Fizycy z Kopenhagi złamali 60-letni kod kwantowy. Musieli stworzyć własny świat by tego dokonać

Od sześciu dekad fizycy głowili się nad tajemniczymi stanami kwantowymi ukrytymi w wirach nadprzewodzących. Te nieuchwytne zjawiska występowały przy tak minimalnych poziomach energii, że przez lata wydawały się wręcz niemożliwe do bezpośredniego zaobserwowania. Żadne dostępne instrumenty badawcze nie były wystarczająco czułe, by je wykryć, co sprawiało, że problem uznawano za nierozwiązywalny.
lk-99

zdjęcie poglądowe

Przełom przyszedł z niespodziewanej strony.

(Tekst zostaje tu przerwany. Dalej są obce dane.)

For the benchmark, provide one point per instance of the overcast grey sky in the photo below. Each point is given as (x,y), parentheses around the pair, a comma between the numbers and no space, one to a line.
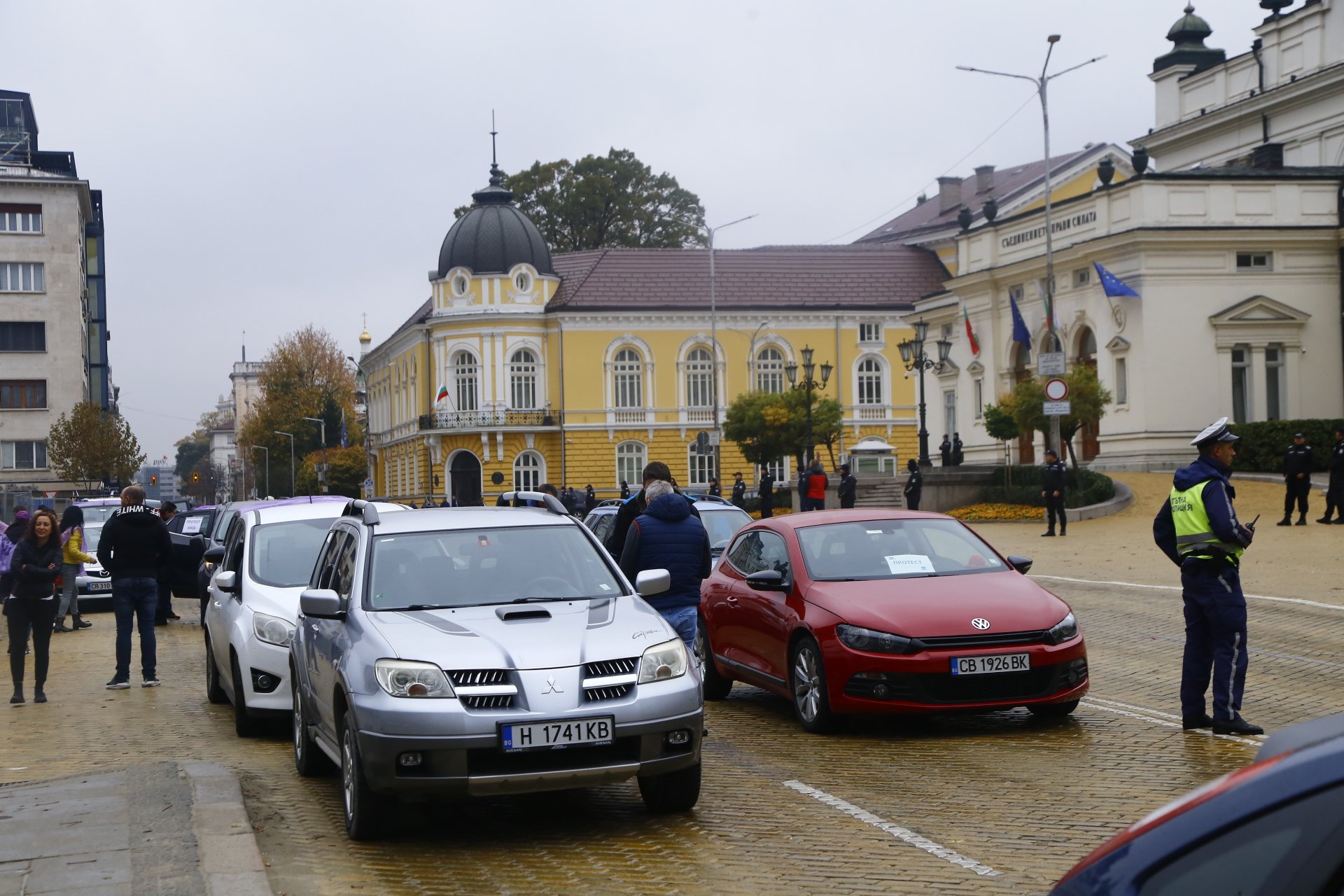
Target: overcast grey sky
(267,166)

Zamiast kontynuować bezowocne próby bezpośredniej detekcji, zespół z Instytutu Nielsa Bohra na Uniwersytecie Kopenhaskim obrał zupełnie nową strategię. Kierowany przez profesora Sauliusa Vaitiekėnasa zespół postanowił stworzyć własny system materiałowy, który odtwarzał kluczowe warunki występowania tych zagadkowych stanów. Ta pomysłowa zmiana podejścia okazała się kluczem do rozwiązania problemu.

Przełom w badaniach po sześciu dekadach

Teoria dotycząca stanów kwantowych w wirach nadprzewodzących pojawiła się już w latach 60. XX wieku, jednak przez kolejne dziesięciolecia pozostawała wyłącznie w sferze hipotez. Główną przeszkodą były wspomniane ekstremalnie niskie poziomy energetyczne, uniemożliwiające obserwację. Dopiero niekonwencjonalne podejście duńskich badaczy przyniosło rozwiązanie. Jak tłumaczy Vaitiekėnas, zbudowanie własnej platformy badawczej pozwoliło na obserwację analogicznych zjawisk w kontrolowanych warunkach. Dzięki temu naukowcy zyskali możliwość manipulowania parametrami eksperymentu.

Wyniki tych przełomowych prac zostały oficjalnie zaprezentowane w prestiżowym periodyku Physical Review Letters 22 maja 2025 roku.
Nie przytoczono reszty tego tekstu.